THE GIFT THAT KEEPS ON GIVING?
You can’t unwrap this gift, and you can’t wear, or eat, or smell it. But you can read it and mull it over. Often a surprise, sometimes welcome, sometimes not, a critic’s review of your book really is a gift even when saying what you don’t want to hear. Especially then for that’s most likely a critique that speaks the truth.
The question, of course, is do you want the truth? Would you rather have someone say that you look beautiful, or that you have spinach in your teeth? Personally, if the spinach is there, I want to know.
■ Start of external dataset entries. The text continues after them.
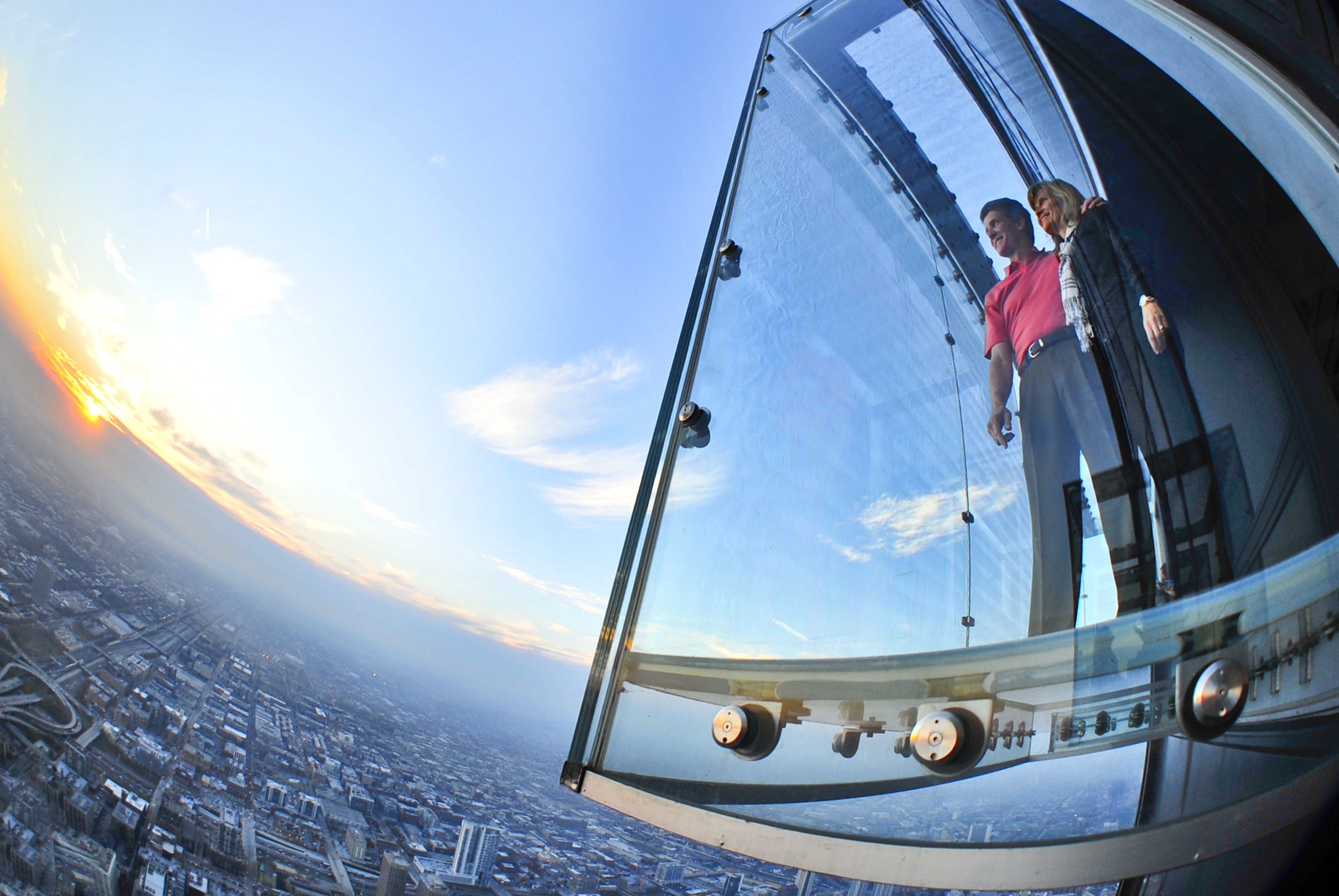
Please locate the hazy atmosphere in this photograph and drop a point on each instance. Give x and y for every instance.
(394, 286)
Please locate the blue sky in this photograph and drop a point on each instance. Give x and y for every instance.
(398, 284)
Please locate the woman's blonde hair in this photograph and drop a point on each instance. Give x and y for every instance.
(1068, 200)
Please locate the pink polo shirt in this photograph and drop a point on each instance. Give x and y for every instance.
(1026, 304)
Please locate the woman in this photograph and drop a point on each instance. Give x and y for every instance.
(1157, 421)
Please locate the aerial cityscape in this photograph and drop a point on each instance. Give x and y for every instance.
(164, 737)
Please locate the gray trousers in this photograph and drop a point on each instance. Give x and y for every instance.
(1064, 410)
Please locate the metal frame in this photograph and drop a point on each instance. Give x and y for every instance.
(582, 748)
(997, 867)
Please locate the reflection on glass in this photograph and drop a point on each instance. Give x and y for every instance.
(855, 562)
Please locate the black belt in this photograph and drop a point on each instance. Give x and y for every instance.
(1045, 342)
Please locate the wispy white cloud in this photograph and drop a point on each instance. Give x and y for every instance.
(583, 599)
(244, 287)
(785, 627)
(118, 264)
(855, 555)
(908, 525)
(98, 318)
(540, 414)
(386, 516)
(318, 525)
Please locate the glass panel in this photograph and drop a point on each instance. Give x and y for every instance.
(1137, 591)
(829, 499)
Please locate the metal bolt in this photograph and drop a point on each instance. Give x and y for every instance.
(1219, 693)
(732, 728)
(938, 737)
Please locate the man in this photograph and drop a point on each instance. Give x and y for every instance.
(1064, 404)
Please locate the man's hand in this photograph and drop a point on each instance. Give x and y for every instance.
(1001, 426)
(1156, 326)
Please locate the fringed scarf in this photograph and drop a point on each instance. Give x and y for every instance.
(1076, 314)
A version of this question was tackled by Robert De Niro in the November 18th issue of The New York Times Magazine when he was interviewed by A. O. Scott. In response to Scott’s, “What is your relationship to critics? Or to your own reviews.” De Niro answers,
“. . . if you didn’t have critics—even though they can annoy you and
upset you—if you didn’t have a critic, who would tell you how it is?
Because people won’t tell you. When you do a movie and you’re
showing it to people or audiences or friends, they’re never going to
say that they dislike it. Because they’re with you and they know
what you went through. So they’ll always find a positive thing to say.”
Here’s a master at his game welcoming criticism so he can hear the truth about his performance. Terrific! While I’d rather learn that my Murders by Design Mysteries are delightful romps with a spunky, unforgettable heroine playing amateur sleuth, I agree with De Niro that “. . . the people who you’ll get real feedback from are critics.” Then he hedges his bets by adding—and I love this—“Especially good critics.”
And therein lies the subject of another blog. Happy holidays, everybody!